Luttant avec dextérité contre le tangage, Sweeney remplit un second verre sans en renverser la moindre goutte.

– Et toi tante Midge ? Un fond de blanc ? proposa-t-il à la vieille dame sur sa gauche.

– Non, merci Archie, répondit-elle en recouvrant son verre de la main. Ce soir, le mal de mer me laisse enfin tranquille. Je ne voudrais pas tenter le diable.

– Vous avez raison, l’approuva Sam Miller. La navigation est encore assez calme dans le canal Beagle. Mais cette nuit, dès que nous aborderons la haute mer par le détroit de Drake, je vous assure que l’on verra vite qui a le pied marin ou pas !

– Vraiment, Mister Miller ? s’inquiéta tante Midge.

– Sam… insista l’Américain.
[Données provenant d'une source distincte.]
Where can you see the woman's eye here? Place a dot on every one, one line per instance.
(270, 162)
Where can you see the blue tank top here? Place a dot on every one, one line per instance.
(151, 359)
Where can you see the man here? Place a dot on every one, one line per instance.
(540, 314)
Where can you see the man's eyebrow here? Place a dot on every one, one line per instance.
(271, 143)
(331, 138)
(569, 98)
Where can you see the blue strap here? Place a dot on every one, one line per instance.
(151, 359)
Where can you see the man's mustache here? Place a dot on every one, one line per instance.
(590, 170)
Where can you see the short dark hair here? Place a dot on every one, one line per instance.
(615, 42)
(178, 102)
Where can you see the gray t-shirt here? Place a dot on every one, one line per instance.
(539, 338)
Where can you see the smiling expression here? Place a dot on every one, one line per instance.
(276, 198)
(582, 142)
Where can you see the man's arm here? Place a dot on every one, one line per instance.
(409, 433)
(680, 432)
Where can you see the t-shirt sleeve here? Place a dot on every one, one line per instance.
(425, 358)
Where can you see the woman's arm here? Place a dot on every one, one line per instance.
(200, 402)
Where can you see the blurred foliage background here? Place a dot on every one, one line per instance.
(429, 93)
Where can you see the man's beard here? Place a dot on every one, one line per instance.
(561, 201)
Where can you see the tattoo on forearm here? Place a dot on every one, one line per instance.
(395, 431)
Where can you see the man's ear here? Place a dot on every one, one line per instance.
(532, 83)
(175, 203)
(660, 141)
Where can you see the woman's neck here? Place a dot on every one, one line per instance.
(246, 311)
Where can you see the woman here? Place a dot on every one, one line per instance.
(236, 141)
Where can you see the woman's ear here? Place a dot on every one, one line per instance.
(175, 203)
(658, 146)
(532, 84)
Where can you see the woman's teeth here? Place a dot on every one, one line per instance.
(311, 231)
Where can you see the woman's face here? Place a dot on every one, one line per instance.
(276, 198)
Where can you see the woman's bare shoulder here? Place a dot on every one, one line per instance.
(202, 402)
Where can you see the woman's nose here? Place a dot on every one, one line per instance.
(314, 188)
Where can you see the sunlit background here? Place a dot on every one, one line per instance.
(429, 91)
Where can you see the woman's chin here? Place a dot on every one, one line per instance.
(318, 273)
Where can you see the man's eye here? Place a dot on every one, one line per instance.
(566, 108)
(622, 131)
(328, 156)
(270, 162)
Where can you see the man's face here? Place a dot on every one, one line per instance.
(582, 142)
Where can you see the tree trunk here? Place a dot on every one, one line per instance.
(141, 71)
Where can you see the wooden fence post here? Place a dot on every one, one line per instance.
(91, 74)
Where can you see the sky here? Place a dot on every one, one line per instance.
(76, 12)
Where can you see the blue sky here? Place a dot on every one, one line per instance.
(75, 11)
Croyez-en mon expérience Miss, les mers australes dans lesquelles nous allons pénétrer sont les plus agitées du globe. Même un rafiot de la taille du Professor Nevski peut s’y faire ballotter comme un bouchon dans une lessiveuse !

– Eh bien… soupira la vieille dame, impressionnée. Cela nous promet une nouvelle nuit blanche.

– Tu appelles ça une nuit tante ? releva Sweeney. Il faut attendre deux heures du matin pour que le jour commence à faiblir. D’ailleurs, je n’ai quasiment pas fermé l’œil depuis que nous avons atterri dans le sud de l’Argentine.

– Pareil pour moi, confirma Clara Miller en reposant son verre de vin. Je finirai par avoir des cernes horribles sous les yeux ! se lamenta l’Américaine.

– Ah ça chérie, rigola son géant de mari, c’est tout le charme de l’été polaire. Moi, il m’a fallu près de cinq ans pour m’y faire. Alors, vous autres, ce n’est pas en seulement sept jours de croisière que vous pourrez vous adapter, leur affirma Sam d’une mine navrée.

Puis l’Américain se concentra sur le contenu de son assiette. Sweeney l’observa planter sa fourchette affamée dans les flancs d’un filet de mérou. Manifestement, Sam Miller était plus à l’aise à bord du Professor Nevski qu’un poisson dans son bocal… Capitaine de pétrolier à la retraite, le sexagénaire avait bourlingué durant toute sa carrière dans les eaux du Pacifique nord, assurant la liaison régulière entre les côtes de l’Alaska et le port de Vladivostok. En offrant à sa femme cette croisière entre la Terre de Feu et le pôle Sud, Sam trouvait là l’occasion de lui faire découvrir cet univers hostile qui, pendant plus de trente ans, avait été le sien. Il savourait aussi ce plaisir, étrange et paradoxal, de commettre sa première infidélité aux eaux glacées du Pacifique en allant s’enivrer des charmes, plus glacés encore, de l’Antarctique !

Après tout, avait songé le jeune inspecteur, son comportement ne diffère en rien de celui de ces hommes qui prennent pour maîtresse l’exacte réplique de leur femme. Concilier aventure et sécurité, c’est peut-être ça, au fond, l’idéal masculin…

Tante Midge et Sweeney avaient fait la connaissance des Miller lors du cocktail de bienvenue donné dans le port d’Ushuaia. Au milieu d’une armada de touristes japonais, d’une poignée de Russes taciturnes, et d’un groupe de jeunes Australiens à l’enthousiasme bruyant, les deux Américains semblaient être les seuls anglophones fréquentables à bord du brise-glace.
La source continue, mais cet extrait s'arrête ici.